|Our arrival in Rome. My sons and I in St. Peter's Square wearing my fashionable cheetah palazzo pants. I'm sparing you the return photo. Let's just say Khalid Sheikh Mohammed coming out of his spider hole would have had company😉|
Tuesday, October 8, 2019
I grew up reading the late humor writer Erma Bombeck, and she authored a book in 1991 called When You Look Like Your Passport Photo, It’s Time to Go Home. I wish she were alive to today to ask her: Where do you go when you look worse than your passport photo?
Last month my husband, two grown sons and I headed for what some have called “a trip of a lifetime,” but I refuse to call it that because it implies it was a one-and-done, and I want to go back. Anyway, we headed to Rome for three days and then a Mediterranean cruise. I prepped for months, and on departure day, I thought I looked Rome-ready. Italians embrace a concept known as bella figura, meaning “beautiful figure” or presenting your best image to the world.
So, I did my best to live up their sartorial standards. I had applied my fake tan, had gotten my hair cut, had a pedicure, applied some press-on nails because gel nails often weaken my own nails, and on departure day, I donned my chic cheetah-print palazzo pants, black sweater and glitzy gold jewelry. My oldest son said I looked like Karen Hill from Goodfellas, which I wasn’t sure was good or bad. But what I do know is that it was all down hill from there.
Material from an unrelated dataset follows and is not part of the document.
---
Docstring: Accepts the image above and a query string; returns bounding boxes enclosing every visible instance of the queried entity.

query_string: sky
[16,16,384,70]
My press-on nails didn’t make it through the security check at Pittsburgh International, so on the plane, I plucked off the six that remained. While shuttling my luggage, a bag shifted chipping my pedicure and hitting my instep. I didn’t think about that until logging 10 miles on our first full day in Rome, and my right foot swelled, giving it the appearance of an elephant foot. But the trip was incredible; besides Rome, we visited Florence, Nice, Monaco, Palma Majorca, Barcelona and Naples. I sweated off my fake tan in on the beach in Majorca, but other than being pale and gimpy, things looked pretty good—I had budgeted my wardrobe so that I had one clean outfit left to don to fly home.
We had to be off the ship by 7 a.m., so I was too lazy to put on makeup or curl my hair at such an early hour. What did I care? By that evening, we’d be back in Pittsburgh. To make room in my suitcase, I ditched my deodorant, which had crumbled, and pitched the squished tube of toothpaste, thinking what use could that little bit left in the tube do me?
Don’t ever tempt the toothpaste gods!
Although our flight leaving Rome for Montreal was delayed, we had an empty plane allowing us to stretch out, and in my case, elevate my elephant limb and watch movies, but we missed our connecting flight to Toronto. The airline put us on a later flight that got us into Toronto with only minutes to spare before our flight left for Pittsburgh. We passed through Canadian customs and then a kind airport employee tried to help us get through U.S. customs quickly. He collected all our passports and had my oldest son process us through the automated kiosks while we stripped off shoes, belts, watches and Fitbits to pass through security.
Unfortunately, my husband’s shoe got trapped in the conveyor belt for a few moments, and after doing our best O.J. Simpson dash through the terminal sans shoes and accessories to the gate, they wouldn’t let us on the flight because our bags were still on the plane from Montreal, and the U.S. Border inspectors didn’t want to retrieve and clear them. This necessitated us going back through Canadian customs and being put up in a Toronto hotel overnight.
By the time we settled in, it was 12:30 a.m. eastern time, but by our Roman-adjusted body clock, it was 6:30 a.m., and we’d been up more than 24 hours. We had to get up three hours later for our flight to Pittsburgh.
The girl who had cultivated her bella figura, was flying home with teeth that felt like they had a velvet covering because I had no toothpaste, a swollen elephant foot and major bed head while wearing dirty clothes and smelling of Old Spice. Since I had no deodorant, I used my husband’s. (Manly, yes. But I like it too!)
By this time, I looked, smelled, and felt worse than my passport photo, and I don’t know what Erma would have prescribed, but I did the only thing that felt natural when I got home. I brushed my teeth, took a shower and headed for my bed!